1. Voir l’article de M. Banville sur l’Idée et la Force dans la Revue philosophique du lor octobre 1891.

2. Ibid.

III.

— Une nouvelle preuve de l’existence de la volonté et du caractère réactif qu’elle confère à tous les états de conscience, c’est la tendance à projeter au dehors nos représentations. Outre qu’elles enveloppent toutes, plus ou moins, un élément extensif qui s’oppose à l’élément intensif, nos représentations sont encore toutes plus ou moins affectées, pour notre conscience, d’extériorité. Au contraire, nous ne projetons point au dehors et nous nous attribuons nos voli-tions. C’est, nous venons de le voir, qu’au lieu de tomber en nous à notre grande surprise et de pénétrer du dehors au dedans, elles se développent du dedans au dehors : elles sont pressenties dans leurs motifs et mobiles, elles sortent du groupe antérieur de représentations et d’impulsions.
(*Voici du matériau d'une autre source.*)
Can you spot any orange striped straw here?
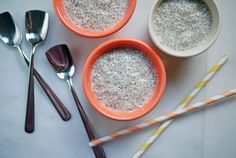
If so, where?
[89,89,236,147]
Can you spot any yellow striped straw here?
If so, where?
[133,55,229,158]
[89,89,236,147]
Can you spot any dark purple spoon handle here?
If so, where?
[34,69,71,121]
[71,86,106,158]
[25,55,34,133]
[20,49,71,121]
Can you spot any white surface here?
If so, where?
[0,0,236,158]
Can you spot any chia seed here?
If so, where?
[64,0,129,32]
[91,47,158,111]
[152,0,212,51]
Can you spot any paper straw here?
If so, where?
[89,89,236,147]
[133,55,229,158]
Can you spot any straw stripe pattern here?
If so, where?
[89,89,236,147]
[133,55,229,158]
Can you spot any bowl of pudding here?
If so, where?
[53,0,136,38]
[148,0,221,57]
[82,39,166,121]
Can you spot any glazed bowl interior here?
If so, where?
[148,0,221,57]
[53,0,136,38]
[83,39,166,121]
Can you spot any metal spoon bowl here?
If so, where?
[0,12,71,133]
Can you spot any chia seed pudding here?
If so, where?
[152,0,212,51]
[91,47,158,112]
[64,0,129,32]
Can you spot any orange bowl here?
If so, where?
[53,0,136,38]
[82,39,166,121]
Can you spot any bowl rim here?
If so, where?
[53,0,137,38]
[82,38,166,121]
[148,0,221,58]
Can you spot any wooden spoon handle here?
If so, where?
[71,86,106,158]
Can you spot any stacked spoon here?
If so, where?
[0,11,71,133]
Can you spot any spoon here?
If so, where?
[46,44,106,158]
[25,10,49,133]
[0,12,71,133]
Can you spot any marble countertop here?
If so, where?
[0,0,236,158]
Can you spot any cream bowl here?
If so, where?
[148,0,221,58]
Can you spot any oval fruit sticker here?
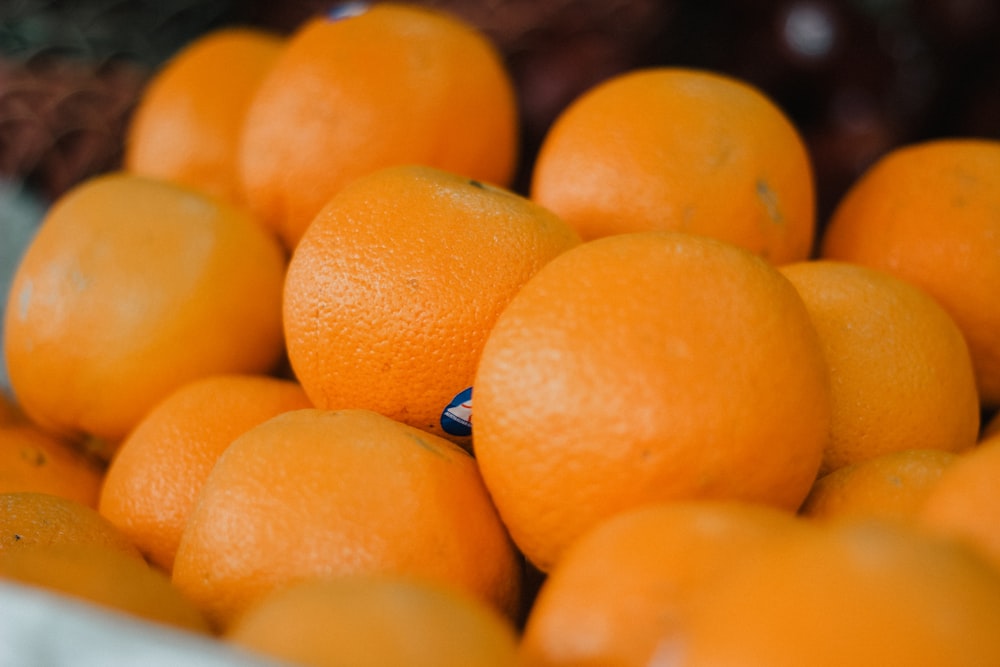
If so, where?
[441,387,472,436]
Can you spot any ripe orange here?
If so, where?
[240,2,518,248]
[800,449,959,520]
[284,166,579,444]
[473,232,830,571]
[781,260,979,474]
[173,409,521,628]
[680,522,1000,667]
[5,173,285,456]
[99,375,311,572]
[531,67,816,264]
[0,390,27,426]
[919,436,1000,568]
[0,422,104,507]
[979,412,1000,440]
[518,501,807,667]
[821,139,1000,407]
[226,575,516,667]
[0,491,141,559]
[0,544,210,633]
[123,27,284,204]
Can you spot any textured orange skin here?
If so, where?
[518,501,806,667]
[226,576,517,667]
[173,409,520,628]
[5,173,285,455]
[0,491,142,560]
[531,67,816,264]
[123,27,284,205]
[0,422,104,507]
[99,375,312,572]
[670,522,1000,667]
[821,139,1000,407]
[473,232,830,570]
[240,3,518,248]
[799,449,958,521]
[284,167,580,445]
[781,260,979,474]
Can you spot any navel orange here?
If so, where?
[240,2,518,248]
[284,166,579,445]
[473,232,830,570]
[4,173,285,457]
[821,139,1000,407]
[531,67,816,264]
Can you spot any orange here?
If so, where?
[99,375,312,572]
[473,231,830,571]
[0,491,141,559]
[123,27,284,204]
[5,173,285,456]
[781,260,979,473]
[919,436,1000,568]
[800,449,958,520]
[821,139,1000,407]
[240,2,518,248]
[979,412,1000,440]
[0,390,27,426]
[531,67,816,264]
[0,544,210,633]
[173,409,521,628]
[226,575,516,667]
[284,166,579,444]
[680,522,1000,667]
[0,422,104,507]
[518,501,806,667]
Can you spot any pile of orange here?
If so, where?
[0,2,1000,667]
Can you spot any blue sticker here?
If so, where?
[326,2,371,21]
[441,387,472,435]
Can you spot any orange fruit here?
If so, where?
[173,409,521,628]
[781,260,979,473]
[518,501,805,667]
[821,139,1000,407]
[123,26,284,204]
[225,575,517,667]
[0,544,210,633]
[284,166,579,443]
[0,390,27,426]
[680,522,1000,667]
[473,232,830,571]
[919,436,1000,568]
[0,491,141,558]
[799,449,958,520]
[5,173,285,456]
[531,67,816,264]
[240,2,518,248]
[99,375,312,572]
[979,412,1000,440]
[0,422,104,507]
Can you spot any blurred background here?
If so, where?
[0,0,1000,221]
[0,0,1000,396]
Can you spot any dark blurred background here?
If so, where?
[0,0,1000,222]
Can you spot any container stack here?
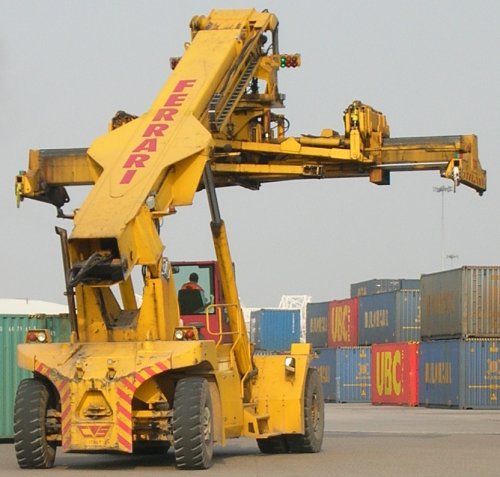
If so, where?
[250,308,300,352]
[419,266,500,409]
[0,312,71,439]
[351,279,420,406]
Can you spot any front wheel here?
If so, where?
[287,368,325,453]
[14,379,56,469]
[172,377,214,470]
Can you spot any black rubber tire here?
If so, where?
[172,377,214,470]
[14,379,56,469]
[257,436,288,454]
[286,368,325,453]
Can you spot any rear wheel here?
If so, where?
[286,368,325,453]
[14,379,56,469]
[172,377,214,469]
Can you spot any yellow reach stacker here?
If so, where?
[14,10,486,469]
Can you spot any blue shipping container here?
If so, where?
[250,308,300,351]
[419,339,500,409]
[306,301,329,348]
[358,290,420,345]
[311,348,336,402]
[335,346,372,403]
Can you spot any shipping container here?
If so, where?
[335,346,371,403]
[419,339,500,409]
[358,290,420,345]
[371,343,419,406]
[351,278,420,298]
[305,301,329,348]
[250,308,300,351]
[421,266,500,339]
[0,314,71,439]
[311,348,336,402]
[328,298,358,348]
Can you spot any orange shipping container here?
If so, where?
[371,343,419,406]
[328,297,359,348]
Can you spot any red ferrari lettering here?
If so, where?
[164,93,187,106]
[123,154,149,169]
[153,108,178,122]
[143,123,168,137]
[120,79,196,185]
[174,80,196,93]
[134,138,156,152]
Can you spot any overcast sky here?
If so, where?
[0,0,500,307]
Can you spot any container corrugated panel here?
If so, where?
[328,298,359,347]
[372,343,419,406]
[335,346,371,403]
[421,266,500,339]
[311,348,336,402]
[250,308,300,351]
[0,314,71,439]
[351,278,420,298]
[306,301,329,348]
[419,339,500,409]
[394,289,421,342]
[358,293,396,345]
[358,290,421,345]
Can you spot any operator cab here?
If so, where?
[172,261,231,343]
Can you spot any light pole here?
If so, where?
[446,253,459,268]
[432,185,453,270]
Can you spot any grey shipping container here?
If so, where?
[311,348,336,402]
[250,308,300,351]
[0,314,71,439]
[335,346,372,403]
[358,290,420,345]
[351,278,420,298]
[419,339,500,409]
[306,302,329,348]
[421,266,500,339]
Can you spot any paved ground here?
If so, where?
[0,404,500,477]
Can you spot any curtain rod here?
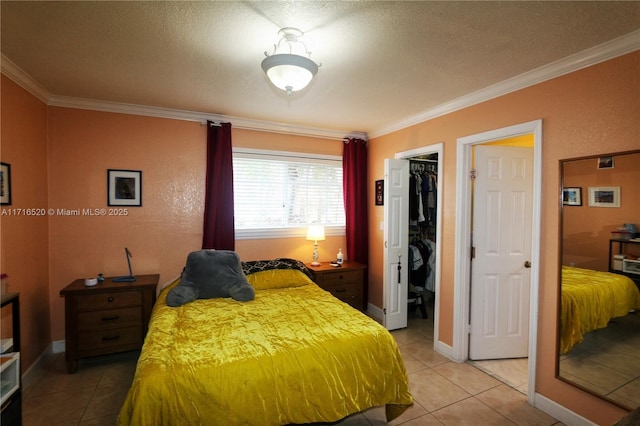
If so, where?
[200,121,222,127]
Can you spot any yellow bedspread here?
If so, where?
[118,274,413,426]
[560,266,640,354]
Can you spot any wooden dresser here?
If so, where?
[60,274,159,374]
[306,261,366,311]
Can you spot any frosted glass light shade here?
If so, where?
[262,53,318,94]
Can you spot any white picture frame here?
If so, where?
[589,186,620,207]
[107,169,142,207]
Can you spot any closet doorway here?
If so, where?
[384,143,443,342]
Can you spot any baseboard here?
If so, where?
[367,303,384,324]
[51,340,65,354]
[433,341,452,362]
[533,393,597,426]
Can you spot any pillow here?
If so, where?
[167,250,255,307]
[247,269,313,290]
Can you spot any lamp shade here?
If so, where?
[307,225,324,241]
[261,27,320,95]
[262,53,318,93]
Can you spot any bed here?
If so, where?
[118,261,413,426]
[560,266,640,354]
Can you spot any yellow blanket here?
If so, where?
[118,274,413,426]
[560,266,640,354]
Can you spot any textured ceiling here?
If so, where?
[1,1,640,133]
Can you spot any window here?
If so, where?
[233,149,345,239]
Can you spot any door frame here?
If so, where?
[452,120,542,405]
[394,142,444,347]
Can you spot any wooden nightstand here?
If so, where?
[306,261,366,311]
[60,274,159,374]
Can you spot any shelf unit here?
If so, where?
[609,238,640,288]
[0,293,22,426]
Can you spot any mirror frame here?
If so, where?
[554,149,640,410]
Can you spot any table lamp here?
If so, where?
[307,225,324,266]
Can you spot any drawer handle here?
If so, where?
[102,315,120,321]
[102,336,120,342]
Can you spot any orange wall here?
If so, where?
[2,52,640,423]
[49,108,344,340]
[0,75,51,372]
[562,153,640,271]
[369,52,640,424]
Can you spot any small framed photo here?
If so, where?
[598,155,613,169]
[0,163,11,206]
[589,186,620,207]
[107,169,142,207]
[376,180,384,206]
[562,187,582,206]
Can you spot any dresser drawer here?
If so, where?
[78,291,142,311]
[78,325,142,351]
[78,307,142,330]
[322,270,360,286]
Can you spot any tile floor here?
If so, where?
[560,312,640,409]
[18,314,560,426]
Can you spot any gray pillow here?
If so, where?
[167,250,255,307]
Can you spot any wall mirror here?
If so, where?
[556,150,640,410]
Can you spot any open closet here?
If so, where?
[407,153,438,319]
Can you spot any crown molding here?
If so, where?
[48,95,366,140]
[0,54,51,104]
[369,30,640,138]
[1,30,640,140]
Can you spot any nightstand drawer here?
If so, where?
[78,291,142,311]
[78,307,142,330]
[78,326,142,351]
[322,270,360,286]
[60,274,160,374]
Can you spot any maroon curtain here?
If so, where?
[342,138,369,266]
[202,121,236,250]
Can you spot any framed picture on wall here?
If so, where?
[589,186,620,207]
[0,163,11,206]
[107,169,142,207]
[598,155,613,169]
[562,187,582,206]
[376,180,384,206]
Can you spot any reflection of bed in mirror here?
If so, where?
[556,150,640,410]
[560,266,640,354]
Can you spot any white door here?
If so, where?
[383,159,409,330]
[469,145,533,359]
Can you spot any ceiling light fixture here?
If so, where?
[262,27,321,95]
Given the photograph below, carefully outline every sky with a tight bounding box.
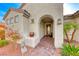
[63,3,79,15]
[0,3,21,22]
[0,3,79,22]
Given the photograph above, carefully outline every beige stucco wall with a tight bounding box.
[23,3,63,48]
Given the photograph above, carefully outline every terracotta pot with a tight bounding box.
[29,32,34,37]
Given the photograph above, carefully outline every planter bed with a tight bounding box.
[0,42,21,56]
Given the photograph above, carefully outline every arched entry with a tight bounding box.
[40,15,54,38]
[40,15,54,46]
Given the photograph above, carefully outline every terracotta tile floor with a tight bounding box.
[24,37,54,56]
[0,42,22,56]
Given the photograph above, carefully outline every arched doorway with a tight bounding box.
[40,15,54,38]
[40,15,54,47]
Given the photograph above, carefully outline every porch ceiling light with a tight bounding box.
[23,10,30,18]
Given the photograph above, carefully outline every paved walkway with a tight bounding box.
[24,37,54,56]
[0,37,54,56]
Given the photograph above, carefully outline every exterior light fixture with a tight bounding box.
[57,19,62,25]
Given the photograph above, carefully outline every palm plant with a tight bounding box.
[64,22,79,42]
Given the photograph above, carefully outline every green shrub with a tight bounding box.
[0,40,8,47]
[61,44,79,56]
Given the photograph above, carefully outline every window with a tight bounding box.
[15,15,19,23]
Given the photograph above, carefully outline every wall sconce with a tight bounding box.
[57,19,62,25]
[29,19,34,24]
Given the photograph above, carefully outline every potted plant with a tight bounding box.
[29,32,34,37]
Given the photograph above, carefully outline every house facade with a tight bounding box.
[64,10,79,41]
[3,3,63,48]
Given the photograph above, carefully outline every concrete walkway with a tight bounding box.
[24,37,54,56]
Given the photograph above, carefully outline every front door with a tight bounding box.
[46,24,51,36]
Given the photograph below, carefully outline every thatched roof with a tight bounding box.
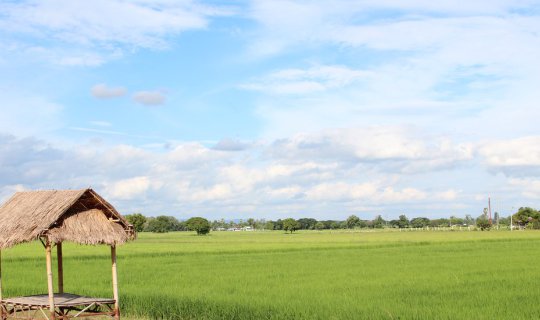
[0,189,135,249]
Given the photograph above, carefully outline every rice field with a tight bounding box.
[2,231,540,319]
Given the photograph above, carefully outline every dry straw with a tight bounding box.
[0,189,135,250]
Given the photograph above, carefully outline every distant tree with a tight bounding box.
[476,214,491,231]
[186,217,210,235]
[247,218,255,228]
[463,214,476,226]
[398,214,409,229]
[125,213,146,232]
[512,207,540,229]
[449,216,464,226]
[298,218,317,230]
[264,221,274,230]
[356,220,367,228]
[330,221,339,229]
[145,216,178,233]
[373,215,386,229]
[411,217,430,228]
[499,216,510,226]
[283,218,300,233]
[346,214,360,229]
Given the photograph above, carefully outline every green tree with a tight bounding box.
[186,217,210,235]
[476,214,491,231]
[264,221,274,230]
[512,207,540,229]
[397,214,409,229]
[346,214,360,229]
[125,213,146,232]
[463,214,476,226]
[411,217,430,228]
[373,215,386,229]
[298,218,317,230]
[283,218,300,233]
[145,216,174,233]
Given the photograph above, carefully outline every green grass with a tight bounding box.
[2,231,540,319]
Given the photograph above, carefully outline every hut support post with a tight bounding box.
[45,240,56,320]
[56,242,64,293]
[0,250,2,302]
[111,245,120,320]
[0,250,5,320]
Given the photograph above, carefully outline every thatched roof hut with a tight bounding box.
[0,189,135,250]
[0,189,135,319]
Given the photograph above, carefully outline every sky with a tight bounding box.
[0,0,540,219]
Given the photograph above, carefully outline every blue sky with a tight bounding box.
[0,0,540,219]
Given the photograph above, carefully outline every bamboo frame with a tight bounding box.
[56,242,64,293]
[45,239,56,320]
[0,250,5,320]
[0,250,3,302]
[111,246,120,320]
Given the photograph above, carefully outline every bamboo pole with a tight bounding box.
[45,240,56,320]
[56,242,64,293]
[0,250,3,302]
[0,250,5,320]
[111,245,120,319]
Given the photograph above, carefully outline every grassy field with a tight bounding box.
[2,231,540,319]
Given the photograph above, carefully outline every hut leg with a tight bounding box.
[0,250,3,302]
[56,242,64,293]
[0,250,6,320]
[111,245,120,320]
[45,240,56,320]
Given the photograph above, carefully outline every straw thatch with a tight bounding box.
[0,189,135,249]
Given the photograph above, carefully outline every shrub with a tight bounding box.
[186,217,210,235]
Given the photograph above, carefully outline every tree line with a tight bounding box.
[126,207,540,234]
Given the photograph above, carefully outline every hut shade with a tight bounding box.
[0,189,134,249]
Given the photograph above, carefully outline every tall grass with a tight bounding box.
[3,231,540,319]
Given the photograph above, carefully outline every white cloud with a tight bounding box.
[90,83,127,99]
[105,177,150,200]
[510,178,540,200]
[89,120,112,127]
[241,65,370,94]
[479,136,540,167]
[0,129,480,218]
[0,89,64,136]
[0,0,232,66]
[133,91,165,106]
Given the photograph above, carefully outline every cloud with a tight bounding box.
[0,0,233,66]
[105,177,150,200]
[88,120,112,127]
[90,83,127,99]
[0,89,64,136]
[133,91,165,106]
[0,129,478,218]
[478,136,540,176]
[212,138,250,151]
[240,65,370,94]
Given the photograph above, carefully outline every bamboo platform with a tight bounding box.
[0,293,116,320]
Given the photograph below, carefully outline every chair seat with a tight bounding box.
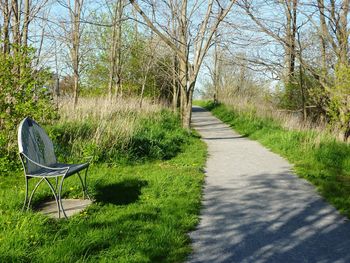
[27,163,89,177]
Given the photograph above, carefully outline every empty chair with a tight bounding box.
[18,117,90,218]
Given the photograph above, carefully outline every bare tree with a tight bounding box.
[129,0,234,129]
[59,0,84,106]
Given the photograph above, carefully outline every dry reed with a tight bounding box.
[220,95,342,139]
[58,97,161,153]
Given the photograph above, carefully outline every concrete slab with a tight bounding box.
[188,107,350,263]
[36,199,92,218]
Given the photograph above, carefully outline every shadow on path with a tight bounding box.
[188,106,350,263]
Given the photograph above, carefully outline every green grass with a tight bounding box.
[200,102,350,218]
[0,106,206,262]
[0,136,206,262]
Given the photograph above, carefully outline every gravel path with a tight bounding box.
[188,107,350,263]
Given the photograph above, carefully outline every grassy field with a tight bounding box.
[0,98,206,262]
[201,102,350,218]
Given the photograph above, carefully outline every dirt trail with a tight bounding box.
[188,107,350,263]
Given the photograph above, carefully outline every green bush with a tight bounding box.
[202,104,350,217]
[0,49,57,175]
[47,110,188,164]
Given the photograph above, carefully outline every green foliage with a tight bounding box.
[202,104,350,217]
[48,110,188,165]
[0,49,56,174]
[0,129,206,263]
[328,64,350,139]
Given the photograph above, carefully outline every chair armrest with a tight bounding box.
[20,153,69,173]
[83,156,94,163]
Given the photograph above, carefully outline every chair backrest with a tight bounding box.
[18,117,57,174]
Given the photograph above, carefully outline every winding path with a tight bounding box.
[188,107,350,263]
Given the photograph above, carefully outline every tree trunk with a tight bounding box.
[22,0,30,47]
[2,0,11,54]
[71,0,83,108]
[317,0,328,79]
[115,0,124,97]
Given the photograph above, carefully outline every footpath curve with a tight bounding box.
[188,107,350,263]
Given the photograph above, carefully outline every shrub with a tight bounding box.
[0,49,57,175]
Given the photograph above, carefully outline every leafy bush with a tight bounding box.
[204,104,350,217]
[0,49,57,175]
[48,110,188,163]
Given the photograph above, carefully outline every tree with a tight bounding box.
[129,0,234,129]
Elles n’ont de rapport avec l’espace, de caractère extensif, que par le but extérieur auquel elles tendent, par la représentation de tel effet à atteindre dans l’étendue ; en elles-mêmes, elles n’apparaissent qu’avec un caractère d’intensité. Il est donc légitime de les considérer comme déploiement d’une activité interne, non comme un simple complexus de sensations passives et externes.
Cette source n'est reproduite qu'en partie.